The corpus can be downloaded at Europarl_Intersection.
Participants are free to use other training corpora, but additional senses/translations (which are not present in Europarl) will not be included in the sense inventory that is used for evaluation.
We will manually annotate development and test data. For the test data, native speakers will decide on the correct translation cluster(s) for each test sentence and give their top-3 translations from the predefined list of Europarl translations (see Evaluation).

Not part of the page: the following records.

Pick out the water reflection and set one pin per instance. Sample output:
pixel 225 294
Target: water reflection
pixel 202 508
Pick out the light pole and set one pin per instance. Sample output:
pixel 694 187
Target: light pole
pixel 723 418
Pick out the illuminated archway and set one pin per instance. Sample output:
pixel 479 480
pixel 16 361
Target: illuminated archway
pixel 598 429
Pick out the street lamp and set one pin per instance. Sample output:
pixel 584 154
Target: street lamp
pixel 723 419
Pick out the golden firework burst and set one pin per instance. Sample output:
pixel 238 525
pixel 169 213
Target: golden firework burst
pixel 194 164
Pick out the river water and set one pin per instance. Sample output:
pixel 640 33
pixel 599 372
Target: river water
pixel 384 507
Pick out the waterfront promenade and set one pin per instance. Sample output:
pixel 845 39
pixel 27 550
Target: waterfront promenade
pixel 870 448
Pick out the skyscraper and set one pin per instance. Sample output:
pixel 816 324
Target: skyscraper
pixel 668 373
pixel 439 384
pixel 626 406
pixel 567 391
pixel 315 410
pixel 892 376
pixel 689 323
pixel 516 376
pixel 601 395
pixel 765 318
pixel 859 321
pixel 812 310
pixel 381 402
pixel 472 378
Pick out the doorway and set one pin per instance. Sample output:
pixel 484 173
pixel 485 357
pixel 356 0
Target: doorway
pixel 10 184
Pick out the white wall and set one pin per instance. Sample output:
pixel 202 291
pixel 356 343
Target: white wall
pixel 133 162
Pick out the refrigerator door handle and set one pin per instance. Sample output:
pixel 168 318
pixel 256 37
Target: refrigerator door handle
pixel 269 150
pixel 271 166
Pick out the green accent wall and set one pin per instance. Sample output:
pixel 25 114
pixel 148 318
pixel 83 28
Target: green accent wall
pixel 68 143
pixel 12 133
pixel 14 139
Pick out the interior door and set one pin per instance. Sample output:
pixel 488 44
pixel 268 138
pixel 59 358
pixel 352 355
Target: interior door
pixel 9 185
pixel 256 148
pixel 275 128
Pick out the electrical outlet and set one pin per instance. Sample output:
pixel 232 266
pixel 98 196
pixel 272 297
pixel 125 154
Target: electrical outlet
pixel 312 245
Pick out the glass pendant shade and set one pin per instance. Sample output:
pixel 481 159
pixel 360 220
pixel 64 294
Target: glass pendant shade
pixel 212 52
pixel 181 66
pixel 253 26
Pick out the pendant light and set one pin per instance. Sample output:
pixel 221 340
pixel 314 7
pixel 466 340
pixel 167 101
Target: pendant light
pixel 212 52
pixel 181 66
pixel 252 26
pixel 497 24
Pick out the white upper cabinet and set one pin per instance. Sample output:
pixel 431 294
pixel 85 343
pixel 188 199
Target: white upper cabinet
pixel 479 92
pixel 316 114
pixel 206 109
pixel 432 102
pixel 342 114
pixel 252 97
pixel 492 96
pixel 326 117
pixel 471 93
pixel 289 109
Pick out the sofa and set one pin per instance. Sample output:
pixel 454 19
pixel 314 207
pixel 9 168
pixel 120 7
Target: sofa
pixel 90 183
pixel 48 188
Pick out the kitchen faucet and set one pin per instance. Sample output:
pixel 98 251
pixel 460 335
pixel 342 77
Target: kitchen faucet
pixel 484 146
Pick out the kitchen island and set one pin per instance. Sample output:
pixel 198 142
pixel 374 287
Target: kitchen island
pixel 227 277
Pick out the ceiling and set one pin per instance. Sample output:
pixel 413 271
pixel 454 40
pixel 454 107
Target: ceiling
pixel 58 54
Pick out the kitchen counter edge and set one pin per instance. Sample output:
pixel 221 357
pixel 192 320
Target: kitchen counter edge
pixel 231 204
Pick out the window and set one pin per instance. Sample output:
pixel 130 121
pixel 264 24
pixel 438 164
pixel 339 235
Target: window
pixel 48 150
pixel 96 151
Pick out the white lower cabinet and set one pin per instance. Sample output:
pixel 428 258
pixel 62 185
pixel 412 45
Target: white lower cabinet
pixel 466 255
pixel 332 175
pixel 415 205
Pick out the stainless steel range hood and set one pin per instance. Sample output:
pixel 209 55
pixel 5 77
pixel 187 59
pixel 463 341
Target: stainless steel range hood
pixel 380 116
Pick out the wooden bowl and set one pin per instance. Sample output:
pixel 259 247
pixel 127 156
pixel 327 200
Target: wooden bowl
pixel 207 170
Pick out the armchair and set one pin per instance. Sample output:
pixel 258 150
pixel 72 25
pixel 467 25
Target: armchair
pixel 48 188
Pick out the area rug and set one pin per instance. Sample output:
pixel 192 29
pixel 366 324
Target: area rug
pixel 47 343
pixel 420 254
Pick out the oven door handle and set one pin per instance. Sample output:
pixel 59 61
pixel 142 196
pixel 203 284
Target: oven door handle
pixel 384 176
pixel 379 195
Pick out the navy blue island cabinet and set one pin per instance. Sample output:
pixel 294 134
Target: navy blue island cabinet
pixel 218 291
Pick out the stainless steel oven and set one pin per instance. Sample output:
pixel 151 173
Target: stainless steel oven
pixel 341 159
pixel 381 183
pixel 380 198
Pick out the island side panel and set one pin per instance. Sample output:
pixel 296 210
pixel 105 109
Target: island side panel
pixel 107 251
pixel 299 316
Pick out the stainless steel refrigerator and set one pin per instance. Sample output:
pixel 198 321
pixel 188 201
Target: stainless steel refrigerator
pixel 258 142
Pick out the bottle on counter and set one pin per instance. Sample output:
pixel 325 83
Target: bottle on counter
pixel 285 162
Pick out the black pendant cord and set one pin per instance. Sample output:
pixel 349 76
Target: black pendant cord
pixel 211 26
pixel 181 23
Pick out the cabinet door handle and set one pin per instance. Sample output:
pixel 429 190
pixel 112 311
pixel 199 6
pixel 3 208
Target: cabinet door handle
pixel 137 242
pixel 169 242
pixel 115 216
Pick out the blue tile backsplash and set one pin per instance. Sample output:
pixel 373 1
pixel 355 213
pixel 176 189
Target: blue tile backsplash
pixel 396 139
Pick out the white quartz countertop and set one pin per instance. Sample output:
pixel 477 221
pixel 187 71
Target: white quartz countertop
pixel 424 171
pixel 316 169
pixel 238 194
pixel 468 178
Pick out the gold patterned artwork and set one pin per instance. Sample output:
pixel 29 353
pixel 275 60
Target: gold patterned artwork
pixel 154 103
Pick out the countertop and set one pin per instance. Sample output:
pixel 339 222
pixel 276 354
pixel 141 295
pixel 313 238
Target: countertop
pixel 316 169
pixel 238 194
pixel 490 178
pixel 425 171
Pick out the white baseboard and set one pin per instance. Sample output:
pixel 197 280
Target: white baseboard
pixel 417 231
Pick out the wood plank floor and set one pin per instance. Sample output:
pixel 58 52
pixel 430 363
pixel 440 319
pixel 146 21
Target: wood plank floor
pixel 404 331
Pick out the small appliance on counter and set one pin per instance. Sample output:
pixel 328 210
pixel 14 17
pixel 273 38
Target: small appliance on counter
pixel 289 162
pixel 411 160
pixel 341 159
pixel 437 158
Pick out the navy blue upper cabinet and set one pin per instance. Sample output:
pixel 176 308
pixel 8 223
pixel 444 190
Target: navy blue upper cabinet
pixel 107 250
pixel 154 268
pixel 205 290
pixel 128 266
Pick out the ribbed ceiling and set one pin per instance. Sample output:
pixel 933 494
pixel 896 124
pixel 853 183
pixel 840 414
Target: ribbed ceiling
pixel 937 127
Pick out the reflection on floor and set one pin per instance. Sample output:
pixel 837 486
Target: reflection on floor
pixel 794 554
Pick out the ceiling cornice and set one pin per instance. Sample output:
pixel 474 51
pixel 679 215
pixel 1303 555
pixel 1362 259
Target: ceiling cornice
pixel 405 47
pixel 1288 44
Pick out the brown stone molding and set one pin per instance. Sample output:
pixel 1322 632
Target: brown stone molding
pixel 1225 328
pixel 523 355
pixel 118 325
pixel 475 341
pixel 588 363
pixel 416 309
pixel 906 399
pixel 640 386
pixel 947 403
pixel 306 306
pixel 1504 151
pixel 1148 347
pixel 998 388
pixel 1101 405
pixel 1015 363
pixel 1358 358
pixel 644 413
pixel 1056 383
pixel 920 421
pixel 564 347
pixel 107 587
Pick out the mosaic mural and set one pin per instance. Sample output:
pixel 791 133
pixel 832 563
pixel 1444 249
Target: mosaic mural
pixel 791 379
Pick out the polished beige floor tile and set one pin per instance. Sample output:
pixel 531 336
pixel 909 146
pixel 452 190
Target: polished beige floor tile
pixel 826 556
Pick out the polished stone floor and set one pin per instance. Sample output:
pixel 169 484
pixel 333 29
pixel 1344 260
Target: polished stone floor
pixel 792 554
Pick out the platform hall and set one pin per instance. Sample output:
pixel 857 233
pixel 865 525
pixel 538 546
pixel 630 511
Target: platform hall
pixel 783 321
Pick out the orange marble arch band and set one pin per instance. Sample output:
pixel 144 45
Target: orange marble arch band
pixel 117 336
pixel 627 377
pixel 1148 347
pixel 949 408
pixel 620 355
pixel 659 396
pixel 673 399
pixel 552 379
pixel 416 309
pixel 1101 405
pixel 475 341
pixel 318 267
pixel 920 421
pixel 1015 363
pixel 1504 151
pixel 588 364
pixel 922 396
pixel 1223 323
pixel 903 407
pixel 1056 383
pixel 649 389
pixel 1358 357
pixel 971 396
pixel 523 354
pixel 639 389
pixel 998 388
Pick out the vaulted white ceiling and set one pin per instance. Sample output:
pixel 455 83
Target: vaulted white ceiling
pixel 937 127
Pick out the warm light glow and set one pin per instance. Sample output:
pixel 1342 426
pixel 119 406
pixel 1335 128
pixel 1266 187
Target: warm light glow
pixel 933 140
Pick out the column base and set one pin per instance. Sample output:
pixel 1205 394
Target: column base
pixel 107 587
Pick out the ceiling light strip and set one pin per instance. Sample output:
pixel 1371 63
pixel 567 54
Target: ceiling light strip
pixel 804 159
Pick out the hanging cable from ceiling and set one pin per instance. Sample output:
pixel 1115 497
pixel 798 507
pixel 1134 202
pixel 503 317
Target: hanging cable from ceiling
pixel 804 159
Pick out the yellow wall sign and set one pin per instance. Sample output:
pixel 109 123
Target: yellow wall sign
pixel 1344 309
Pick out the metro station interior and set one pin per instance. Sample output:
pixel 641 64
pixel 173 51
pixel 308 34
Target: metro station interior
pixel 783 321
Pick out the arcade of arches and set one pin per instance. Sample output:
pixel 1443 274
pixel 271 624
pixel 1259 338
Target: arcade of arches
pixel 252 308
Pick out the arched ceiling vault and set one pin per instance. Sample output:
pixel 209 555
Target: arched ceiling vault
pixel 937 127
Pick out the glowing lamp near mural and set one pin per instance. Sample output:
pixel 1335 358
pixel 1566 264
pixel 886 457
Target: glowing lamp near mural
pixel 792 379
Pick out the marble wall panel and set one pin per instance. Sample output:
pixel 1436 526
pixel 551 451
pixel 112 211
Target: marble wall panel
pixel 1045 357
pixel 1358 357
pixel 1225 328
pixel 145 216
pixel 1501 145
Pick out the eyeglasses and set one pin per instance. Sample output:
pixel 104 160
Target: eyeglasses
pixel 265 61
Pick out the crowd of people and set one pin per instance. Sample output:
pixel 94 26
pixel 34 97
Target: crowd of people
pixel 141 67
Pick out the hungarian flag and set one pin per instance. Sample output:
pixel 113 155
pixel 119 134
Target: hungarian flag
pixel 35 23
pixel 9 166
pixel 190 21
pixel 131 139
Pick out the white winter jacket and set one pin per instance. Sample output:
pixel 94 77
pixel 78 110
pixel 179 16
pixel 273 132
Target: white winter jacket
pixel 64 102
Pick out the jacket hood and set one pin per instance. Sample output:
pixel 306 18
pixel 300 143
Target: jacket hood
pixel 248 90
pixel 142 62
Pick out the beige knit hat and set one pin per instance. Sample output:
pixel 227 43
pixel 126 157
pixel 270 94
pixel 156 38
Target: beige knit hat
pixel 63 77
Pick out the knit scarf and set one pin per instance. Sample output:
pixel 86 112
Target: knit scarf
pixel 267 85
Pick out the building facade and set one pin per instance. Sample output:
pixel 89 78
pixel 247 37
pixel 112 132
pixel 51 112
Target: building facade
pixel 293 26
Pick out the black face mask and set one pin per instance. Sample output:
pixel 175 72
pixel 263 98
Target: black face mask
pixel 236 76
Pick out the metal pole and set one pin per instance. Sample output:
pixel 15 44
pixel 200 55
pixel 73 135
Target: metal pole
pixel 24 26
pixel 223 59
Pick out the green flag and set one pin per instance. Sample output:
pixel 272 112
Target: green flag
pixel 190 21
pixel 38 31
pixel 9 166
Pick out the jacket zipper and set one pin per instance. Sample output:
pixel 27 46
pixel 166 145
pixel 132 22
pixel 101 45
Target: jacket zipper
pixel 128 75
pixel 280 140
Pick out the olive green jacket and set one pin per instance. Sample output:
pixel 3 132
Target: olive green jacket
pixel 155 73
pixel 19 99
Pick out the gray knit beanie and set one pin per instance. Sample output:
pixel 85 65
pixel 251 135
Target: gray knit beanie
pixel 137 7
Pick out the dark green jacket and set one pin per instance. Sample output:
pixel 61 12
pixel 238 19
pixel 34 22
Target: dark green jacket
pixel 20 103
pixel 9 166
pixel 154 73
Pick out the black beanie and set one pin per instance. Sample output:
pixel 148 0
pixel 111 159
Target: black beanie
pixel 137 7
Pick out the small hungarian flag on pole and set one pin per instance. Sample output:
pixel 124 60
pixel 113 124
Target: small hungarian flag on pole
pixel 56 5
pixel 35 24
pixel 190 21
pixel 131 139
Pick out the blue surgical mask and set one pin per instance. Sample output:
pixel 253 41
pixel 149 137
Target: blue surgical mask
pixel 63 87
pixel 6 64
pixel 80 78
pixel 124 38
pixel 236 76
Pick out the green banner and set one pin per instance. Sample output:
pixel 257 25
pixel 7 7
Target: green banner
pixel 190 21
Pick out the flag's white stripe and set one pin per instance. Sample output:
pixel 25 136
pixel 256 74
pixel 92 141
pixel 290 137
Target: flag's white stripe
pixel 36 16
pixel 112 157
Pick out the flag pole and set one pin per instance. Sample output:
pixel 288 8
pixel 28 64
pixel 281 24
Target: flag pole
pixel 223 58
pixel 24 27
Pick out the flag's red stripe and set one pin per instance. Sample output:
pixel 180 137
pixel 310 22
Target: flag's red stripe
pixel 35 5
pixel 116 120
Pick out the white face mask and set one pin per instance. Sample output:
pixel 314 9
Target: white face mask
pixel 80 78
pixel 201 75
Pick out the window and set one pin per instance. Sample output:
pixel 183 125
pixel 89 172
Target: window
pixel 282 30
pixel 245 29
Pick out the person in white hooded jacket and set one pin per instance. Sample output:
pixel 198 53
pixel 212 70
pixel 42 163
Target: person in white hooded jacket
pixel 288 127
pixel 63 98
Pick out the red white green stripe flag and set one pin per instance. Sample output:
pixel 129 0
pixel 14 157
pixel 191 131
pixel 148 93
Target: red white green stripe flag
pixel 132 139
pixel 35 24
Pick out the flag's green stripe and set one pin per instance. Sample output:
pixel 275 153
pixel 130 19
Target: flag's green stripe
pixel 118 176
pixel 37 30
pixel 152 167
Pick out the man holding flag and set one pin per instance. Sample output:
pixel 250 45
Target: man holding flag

We will use an evaluation scheme that is inspired by the English lexical substitution task in SemEval 2007. The evaluation will be done using precision and recall. We will perform both a "best result" evaluation (the first translation returned by a system) and a more relaxed evaluation for the "top five" results (the first five translations returned by a system). In order to assign weights to the candidate translations in the answer cluster(s) for each test sentence, native speakers will pick the three most appropriate translations from the predefined sense inventory.
Els Lefever and Véronique Hoste (2009), SemEval-2010 Task 3: Cross-lingual Word Sense Disambiguation, Proceedings of the Workshop on Semantic Evaluations: Recent achievements and Future Directions (SEW-2009), Boulder, Colorado, pp.82-87.